This is the first in a series of blogs we will be writing about some of the problems we are trying to solve at Playment and how we’re doing our bit to advance the AI age. You can read the rest of them here: https://medium.com/playment
Playment: Advancing the AI age
A lot of companies are trying to automate the tasks that are currently done by humans but consume lot of their time, energy or money.
These tasks vary across a wide array of domains like Autonomous Vehicles, Delivery Drones, VR / AR applications, Robotics, Manufacturing, Medical Diagnosis, Surveillance.
Applications of AI will revolutionise and advance numerous fields and industries–including finance, healthcare, education, transportation, and more.
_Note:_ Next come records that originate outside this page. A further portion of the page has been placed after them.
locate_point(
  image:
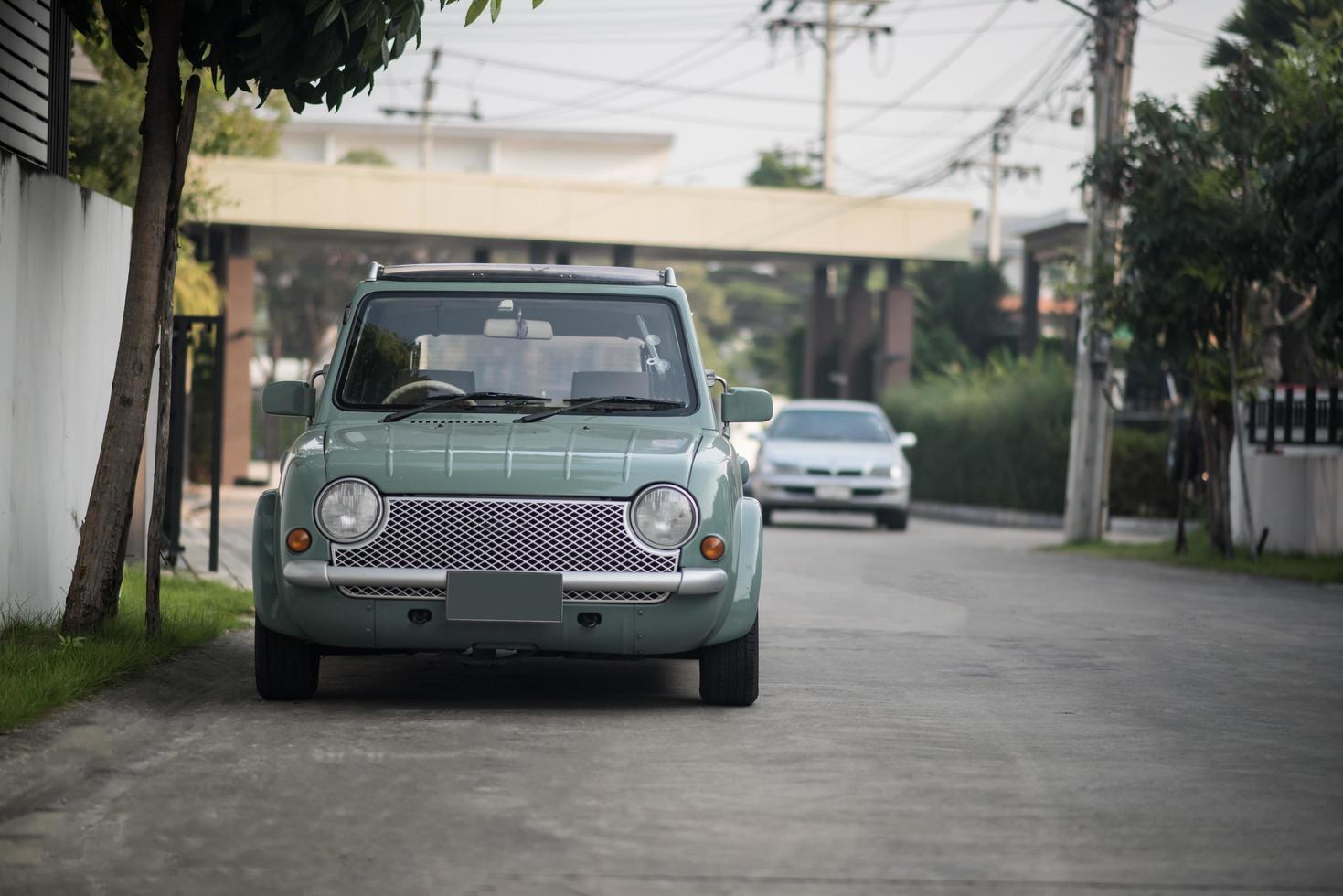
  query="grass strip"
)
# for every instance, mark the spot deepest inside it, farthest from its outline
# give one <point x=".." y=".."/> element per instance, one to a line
<point x="40" y="669"/>
<point x="1320" y="570"/>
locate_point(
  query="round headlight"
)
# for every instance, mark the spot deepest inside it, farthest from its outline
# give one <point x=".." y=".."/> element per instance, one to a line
<point x="348" y="509"/>
<point x="664" y="516"/>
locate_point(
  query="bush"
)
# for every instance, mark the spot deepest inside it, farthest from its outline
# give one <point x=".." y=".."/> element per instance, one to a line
<point x="1137" y="481"/>
<point x="998" y="437"/>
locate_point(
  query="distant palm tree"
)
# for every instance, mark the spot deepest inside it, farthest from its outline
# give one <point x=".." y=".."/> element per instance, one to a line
<point x="1263" y="23"/>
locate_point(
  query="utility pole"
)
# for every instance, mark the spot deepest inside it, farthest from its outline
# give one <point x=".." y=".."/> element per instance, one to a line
<point x="997" y="172"/>
<point x="1088" y="452"/>
<point x="426" y="133"/>
<point x="830" y="27"/>
<point x="996" y="222"/>
<point x="427" y="116"/>
<point x="827" y="103"/>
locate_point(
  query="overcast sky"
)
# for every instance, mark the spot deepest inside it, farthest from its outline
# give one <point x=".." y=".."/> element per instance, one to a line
<point x="708" y="73"/>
Playment is building the core infrastructure which goes into building AI applications. We provide high quality training data to companies and startups in the AI space, so that they can train their models.
In the entire AI industry, nowhere is the need for good quality training data more evident than the autonomous vehicles sector. The margin of error for an autonomous vehicle is very low: a single misprediction can cause grave danger to human life.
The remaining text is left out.